Había estado devanándose los sesos para acercarse a Maximus, pero el propio Maximus había caminado directamente hasta él por su propio pie.

Lo mirara como lo mirara, no había razón para que el canciller visitara personalmente a un simple guardia imperial novato.

—Así que tú eres Mindrius, ¿correcto? —preguntó Maximus, mirando a Siegfried.

—¡Sí, mi lord! ¡Soy Mindrius! —respondió Siegfried, irguiéndose antes de inclinarse con la debida etiqueta Coral.

—Entonces los rumores eran ciertos…

—¿Perdón, mi lord?

—Dijeron que uno de los nuevos guardias imperiales poseía la Cuna del Sol. Así que eras tú.

Con Cuna del Sol, Maximus se refería nada menos que a la cabeza calva, lisa y pulida de Siegfried, que reflejaba la luz. Entre los Corals, una cabeza brillante que reflejaba la luz del sol era descrita poéticamente como el lugar donde el sol descansaba.

—Ah, sí… Ese sería yo, mi lord.

—Un joven como tú ya ha escalado tan alto en el rango. No solo eres apuesto, sino que además has recibido la bendición de Su Majestad Imperial.

—No soy digno de tan grandes elogios, mi lord.

—Bueno, probablemente no recuerdes haber conocido a Su Majestad Imperial, ya que lo más seguro es que estuvieras inconsciente cuando te llevaron para recibir el Florecimiento Forzado.

—Eso es correcto, mi lord.

—En fin, ¿podrías servirme una taza de té? —preguntó Maximus, mirando alrededor de la diminuta oficina.

—¡Sería un honor, mi lord!

—Bien. Entonces tomaré asiento aquí mismo.

Maximus acercó una silla y se sentó.

Pero… no tengo idea de cómo preparar té… Siegfried entró en pánico.

Se quedó sin saber qué hacer. Tenía que servirle té a Maximus, pero no tenía la menor idea de si el té de este lugar era igual al del continente. Si se equivocaba, podía arruinar por completo su tapadera.

Ah, al diablo. Lo que tenga que pasar, pasará. Si me descubren, me abriré paso a la fuerza.

Siegfried abrió discretamente su Inventario, sacó un termo y vertió su contenido en una taza.

De la taza comenzó a elevarse vapor, y él la colocó cuidadosamente frente a Maximus.

—P-Por favor, acepte este humilde té, mi lord.

—¡Jojo! No te preocupes por eso. ¿Quién esperaría que un caballero como tú supiera servir un té refinado? —respondió Maximus con una risita mientras aceptaba la taza.

—Jajaja…

—¡Mmhm! ¡Esta fragancia es espectacular! ¿De qué está hecho esto? Nunca había olido algo así.
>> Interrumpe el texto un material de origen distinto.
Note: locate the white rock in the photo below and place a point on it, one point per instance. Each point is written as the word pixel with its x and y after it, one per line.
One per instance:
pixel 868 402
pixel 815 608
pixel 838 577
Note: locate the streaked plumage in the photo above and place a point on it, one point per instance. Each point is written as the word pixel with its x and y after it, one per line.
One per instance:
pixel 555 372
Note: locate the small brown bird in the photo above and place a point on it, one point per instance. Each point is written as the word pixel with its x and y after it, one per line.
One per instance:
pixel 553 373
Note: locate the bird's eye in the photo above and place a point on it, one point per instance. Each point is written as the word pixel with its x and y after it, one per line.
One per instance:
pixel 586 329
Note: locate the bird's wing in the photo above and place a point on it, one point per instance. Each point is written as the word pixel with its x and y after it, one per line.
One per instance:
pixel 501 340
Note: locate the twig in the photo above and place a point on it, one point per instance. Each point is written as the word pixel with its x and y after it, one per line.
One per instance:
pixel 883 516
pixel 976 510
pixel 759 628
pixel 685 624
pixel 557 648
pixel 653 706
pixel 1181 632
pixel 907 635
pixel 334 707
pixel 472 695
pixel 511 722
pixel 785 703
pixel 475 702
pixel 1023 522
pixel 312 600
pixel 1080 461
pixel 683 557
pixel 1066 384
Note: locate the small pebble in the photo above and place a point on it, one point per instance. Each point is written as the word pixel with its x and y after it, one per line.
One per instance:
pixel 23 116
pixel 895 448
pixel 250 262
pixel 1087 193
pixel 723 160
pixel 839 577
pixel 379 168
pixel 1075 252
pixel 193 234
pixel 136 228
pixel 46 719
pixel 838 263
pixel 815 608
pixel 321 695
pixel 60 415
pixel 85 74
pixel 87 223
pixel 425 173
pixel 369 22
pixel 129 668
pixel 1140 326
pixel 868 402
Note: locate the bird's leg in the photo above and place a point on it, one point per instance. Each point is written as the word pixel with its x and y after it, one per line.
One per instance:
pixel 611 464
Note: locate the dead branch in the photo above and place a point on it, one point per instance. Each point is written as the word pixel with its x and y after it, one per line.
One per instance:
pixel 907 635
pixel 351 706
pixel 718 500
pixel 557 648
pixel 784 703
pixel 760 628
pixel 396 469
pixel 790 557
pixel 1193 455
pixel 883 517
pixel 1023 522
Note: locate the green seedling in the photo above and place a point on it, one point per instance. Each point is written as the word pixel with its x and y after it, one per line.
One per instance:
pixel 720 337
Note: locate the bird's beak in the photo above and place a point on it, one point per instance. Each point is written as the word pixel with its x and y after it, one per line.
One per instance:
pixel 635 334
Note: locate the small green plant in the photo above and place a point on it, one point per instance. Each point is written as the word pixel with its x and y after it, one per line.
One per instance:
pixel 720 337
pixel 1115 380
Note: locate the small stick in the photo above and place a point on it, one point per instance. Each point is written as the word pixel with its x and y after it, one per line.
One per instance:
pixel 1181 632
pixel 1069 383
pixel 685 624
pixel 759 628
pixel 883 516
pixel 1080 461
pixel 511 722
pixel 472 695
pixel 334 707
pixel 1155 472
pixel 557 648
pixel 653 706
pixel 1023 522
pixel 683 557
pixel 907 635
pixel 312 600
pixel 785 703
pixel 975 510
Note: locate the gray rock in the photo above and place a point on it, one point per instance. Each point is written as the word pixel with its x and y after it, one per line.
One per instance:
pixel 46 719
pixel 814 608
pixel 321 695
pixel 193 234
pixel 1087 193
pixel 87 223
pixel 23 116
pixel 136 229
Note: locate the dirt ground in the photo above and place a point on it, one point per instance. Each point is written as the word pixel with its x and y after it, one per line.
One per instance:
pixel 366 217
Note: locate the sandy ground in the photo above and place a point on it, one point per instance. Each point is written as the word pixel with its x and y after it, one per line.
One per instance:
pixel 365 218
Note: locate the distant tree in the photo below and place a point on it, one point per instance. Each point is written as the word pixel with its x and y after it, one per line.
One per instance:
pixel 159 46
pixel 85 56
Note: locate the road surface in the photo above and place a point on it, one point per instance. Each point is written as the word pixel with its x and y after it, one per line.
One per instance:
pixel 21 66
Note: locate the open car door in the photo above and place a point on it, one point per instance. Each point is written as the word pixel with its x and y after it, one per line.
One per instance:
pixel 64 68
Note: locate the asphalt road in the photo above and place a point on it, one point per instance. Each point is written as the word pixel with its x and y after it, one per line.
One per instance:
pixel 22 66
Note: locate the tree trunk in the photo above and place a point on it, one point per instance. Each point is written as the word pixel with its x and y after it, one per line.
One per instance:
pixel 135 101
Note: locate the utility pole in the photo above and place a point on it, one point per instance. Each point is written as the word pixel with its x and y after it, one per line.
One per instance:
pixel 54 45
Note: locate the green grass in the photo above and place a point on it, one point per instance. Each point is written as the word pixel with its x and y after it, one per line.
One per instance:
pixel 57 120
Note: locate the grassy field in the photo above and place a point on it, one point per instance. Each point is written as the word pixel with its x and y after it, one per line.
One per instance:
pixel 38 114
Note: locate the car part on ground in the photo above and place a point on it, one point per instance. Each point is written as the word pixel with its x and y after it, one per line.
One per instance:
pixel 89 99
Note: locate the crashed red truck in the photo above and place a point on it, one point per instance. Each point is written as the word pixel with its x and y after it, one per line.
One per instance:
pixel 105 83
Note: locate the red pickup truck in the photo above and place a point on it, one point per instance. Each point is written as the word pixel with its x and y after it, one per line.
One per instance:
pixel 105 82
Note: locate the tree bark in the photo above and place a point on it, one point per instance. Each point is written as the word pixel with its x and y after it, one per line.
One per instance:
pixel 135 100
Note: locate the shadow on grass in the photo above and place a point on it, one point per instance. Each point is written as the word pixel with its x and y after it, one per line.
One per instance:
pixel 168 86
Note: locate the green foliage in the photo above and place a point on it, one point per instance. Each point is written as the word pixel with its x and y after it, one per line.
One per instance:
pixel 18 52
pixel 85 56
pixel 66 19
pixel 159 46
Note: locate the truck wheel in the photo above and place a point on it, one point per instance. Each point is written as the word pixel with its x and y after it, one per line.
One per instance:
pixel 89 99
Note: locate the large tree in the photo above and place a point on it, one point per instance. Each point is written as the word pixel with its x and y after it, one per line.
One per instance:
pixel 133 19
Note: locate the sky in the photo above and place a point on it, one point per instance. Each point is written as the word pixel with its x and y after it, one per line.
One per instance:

—Ah, lo tomé de esos viles invasores mientras estaba en el campo de batalla, mi lord —respondió Siegfried, inclinando ligeramente la cabeza.

—¿Oh? ¿Un botín de guerra, dices?

—Sí, mi lord. Lo probé por curiosidad, y sabía realmente bien. Desde entonces lo he estado bebiendo.

—¿Es así? ¿Cómo llaman a esto esos viles invasores?

—Creo que lo llamaban Mint Chocolate Latte, mi lord.

Fue entonces.

¡Kyaaaak! ¿¡Perdiste completamente la maldita cabeza, dueño punk!? ¿¡No pudiste encontrar nada mejor que esa basura de alcantarilla hervida!? ¿¡En serio!? ¿¡Menta con chocolate!? ¿¡De entre todas las cosas!? ¡Solo a ti te gusta esa porquería! ¡Todos odian esa mierda! ¡Eso es veneno!

Siegfried tuvo que meter rápidamente la mano en el bolsillo para impedir que Hamchi chillara.

¿Quién habría imaginado que estaría tan loco como para ofrecer una bebida que la mayoría escupiría al instante?

Hamchi se había dado cuenta hacía mucho de que Siegfried tenía la mala costumbre de pensar que a todo el mundo le gustaba lo mismo que a él. Por desgracia, esa costumbre volvió a aparecer en el peor momento posible, y le sirvió un mint chocolate latte a Maximus, algo que fácilmente podía convertirse en una pésima jugada y poner en peligro toda la operación.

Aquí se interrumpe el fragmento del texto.